Having surged in the polls by riding the anti-establishment wave, Iceland’s Pirate Party is now preparing to commandeer the government.
The direct democracy movement has dispatched emissaries to explore possible alliances with the country’s more traditional opposition parties ahead of parliamentary elections.
With surveys suggesting the ruling conservative coalition will find it hard to retain a majority, the prospect of a radically new political landscape emerging from the Oct. 29 vote can’t be dismissed.
“We want to work with parties that are willing to take on the systemic changes we think are important,” Smari McCarthy, a spokesman for the Pirate Party, said in an interview in Reykjavik last week.
Whether it’s promoting transparency through a new constitution, pushing for a referendum to shape the country’s relationship with the EU or deciding how to redistribute the profits from the island’s vast natural resources, the stakes couldn’t be higher.
Iceland’s election campaign also suggests economic success is no guarantee of electoral success. The two parties that form the government are struggling despite a booming economy fueled by record tourism arrivals and a major improvement in the reputation of the country’s financial sector.
The rise of Icelandic populism finds its roots in the financial crisis of 2008, when its three main bank collapsed under a mountain of debt, ushering in an era of capital controls. But it has accelerated following revelations in the Panama Papers that the country’s former premier, Sigmundur David Gunnlaugsson, held investments in offshore accounts along with his wife.
Gunnlaugsson was forced to resign, becoming the most high profile political casualty of the leak and forcing the government to call a snap election six months ahead of schedule. His Progressive Party is now polling at less than 9 percent, down from 24.4 percent in the latest election.
Icelandic voters that had already grown tired of the established order have since pledged support to groups like the Pirates, much like similar resentment toward the status quo has spurred the rise of Donald Trump in the U.S., the left-wing Podemos in Spain or the Five Star Movement of Italian comedian Beppe Grillo.
Once considered fringe material, Pirate policies such as the decriminalization of drugs are now being taken seriously by other opposition parties, particularly on the left of the political divide.
“We’ve been able to unite behind many different things” while working together in opposition, said Sigridur Ingibjorg Ingadottir, an economist and leading candidate for the Social Democratic Alliance. “My dream government would consist of the current opposition parties,” she said, hinting at a possible post-election deal with the Pirates.
The Left Greens, who are polling at about 19 percent — just under the Pirates’ 20.7 percent backing — are also open to a deal.
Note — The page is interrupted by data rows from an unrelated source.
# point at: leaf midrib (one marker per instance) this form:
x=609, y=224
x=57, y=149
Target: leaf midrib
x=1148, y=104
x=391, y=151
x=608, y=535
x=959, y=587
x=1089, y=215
We’ll cooperate with any party that’s prepared to “work toward social equality and justice in our society, as well as toward environmental and climate protection,” said Svandis Svavarsdottir, the party’s parliamentary whip.
Both the Pirates and the Greens fiercely oppose the conservative Independence Party, which has been ruling the country with the Progressive Party since the 2013 election.
Two other opposition parties that back changes to Iceland’s constitution and are sympathetic to the Pirates’ calls for an EU referendum are Bright Future and Revival. The north Atlantic nation applied for membership back in 2009, but the outgoing government scrapped the bid, leaving Iceland as a member of the European Economic Area.
Voters rooting for a Pirate government are also being promised more free health care, a crackdown on corruption and more taxes for multinationals like Rio Tinto and Alcoa.
According to Eirikur Bergmann, a political science professor at Bifrost University, the rise of the Pirates and the emergence of new parties such as Revival, an offshoot of the Independence Party, make predicting the election’s outcome a daunting task.
“Although the economy has recovered well since 2008,” Bergmann said, “there’s still a lot of disbelief in politicians in Iceland, which makes it harder to say how things will turn out.”